Double trouble! At a local retailer the first boxes of bulbs are being put out, and to my amazement, the newest of the Amadeus clan is being sold. Not! The box shows us the new ‘Striped Amadeus’,  yet the individual bulbs in the box are all labeled as the similar ‘Blossom Peacock’. For the Dutch wholesalers that may be close enough, but for those of us in the know, not so much. We shall see how our mail order ‘Striped Amadeus’ turns out later in the season. Update for November: I have seen same brand boxes filled with bulbs labeled as ‘Striped Amadeus’, so they do exist!



Welcome news! 2016 marks the first year that “plain” dry bulbs of Saad-Assaf varieties are being offered in the U.S. Van Bloem Gardens is the wholesaler bringing them to retail venues sans box kits this season. In addition to ‘Pink Pizzazz’, other cultivars were seen, including ‘Love Triangle’, and ‘Opal Star’.


Amaryllis Sweet Potato Pie bulb

They have arrived, and it seems almost certain that ‘Sweet Potato Pie’ will be identical to what is offered by several other suppliers as ‘Terra Mystica’. Time will tell, and findings will be reported ASAP. The bulbs have arrived with an honest labeling of 24/26mm claim size, so at least the fear of unusually small bulbs is quelled. Since they are a mid-size variety, this is not bad.
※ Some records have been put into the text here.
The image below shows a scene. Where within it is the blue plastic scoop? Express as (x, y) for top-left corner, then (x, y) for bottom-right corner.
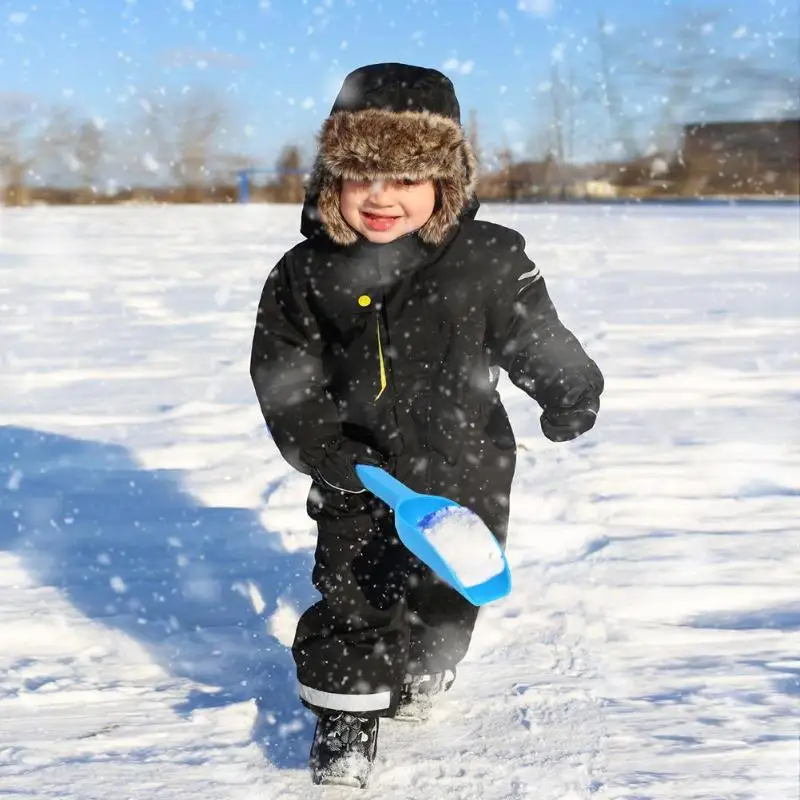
(355, 465), (511, 606)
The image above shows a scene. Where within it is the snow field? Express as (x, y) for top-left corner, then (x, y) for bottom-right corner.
(0, 202), (798, 799)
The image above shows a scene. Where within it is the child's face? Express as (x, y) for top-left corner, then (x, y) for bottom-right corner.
(340, 178), (436, 243)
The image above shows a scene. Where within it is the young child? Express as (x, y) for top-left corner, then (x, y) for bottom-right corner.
(250, 63), (604, 788)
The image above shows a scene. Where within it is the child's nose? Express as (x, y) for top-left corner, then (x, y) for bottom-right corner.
(367, 180), (389, 201)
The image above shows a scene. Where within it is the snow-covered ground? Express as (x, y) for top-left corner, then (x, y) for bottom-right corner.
(0, 202), (798, 800)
An apparent relation to van Geest’s ‘Terra Cotta Star’, and one of  few new varieties to look forward to for 2016. The lack of bulb claim size and steep pricing of the “exclusive” offering is a little less exciting, but you know that Emaryllis will make the investment!



For inquiries: write to Info (at) emaryllis.com


9 comments on “Home
  1. Tienito says:

    Emaryllis, this is such a wonderful website. Fun & informative for those wanting information on specific cultivars. It’s helping me chart the waters. Good work amd well done!

  2. Brenda says:

    Lovely collection, I have a few I don’t know the names of, how can I send a photograph for you to tell me the names

  3. Medi siagian says:

    Hi.. I want to buy your amaryllis special double , please help me to buy your collection

    • emaryllis says:

      Thanks for enjoying this so much that you want to purchase. Emaryllis.com is here for information purposes only, sorry that none of our amaryllis varieties are for sale. Probably Royal Colors in the Netherlands is your best bet, as they ship internationally.

  4. Thank you for the helpful comments

  5. I raised amaryllis bulbs indoors for the first time this year and chose H.’Terra Cotta Star’. They are indeed gorgeous but the stems are weak. I have two bulbs. In both cases once the inflorescence emerged fully the stems toppled over at the junction with the bulb. If the breeder is out out there, could you work on that for the future please?
    Thank you.

    (author of “Visions of Loveliness:great flower breeders of the past”)

    • emaryllis says:

      Greetings Ms. Taylor. Yes, the fact that many of these are naturally tall sees them perfectly suited to the cut-flower market, but less so to the lower light of the average home interior. There are more compact varieties that bloom on shorter, sturdier scapes. Hadeco of South Africa in particular focus on this trait. Dutch hybrids such as ‘Mambo’ and ‘Floris Hekker’ were selected specifically for pot culture as well. The “cybister” hybrids, owing to the lightness of their blooms offer a way to have the elegance of great height with less likelihood of toppling. Thank you for your comment!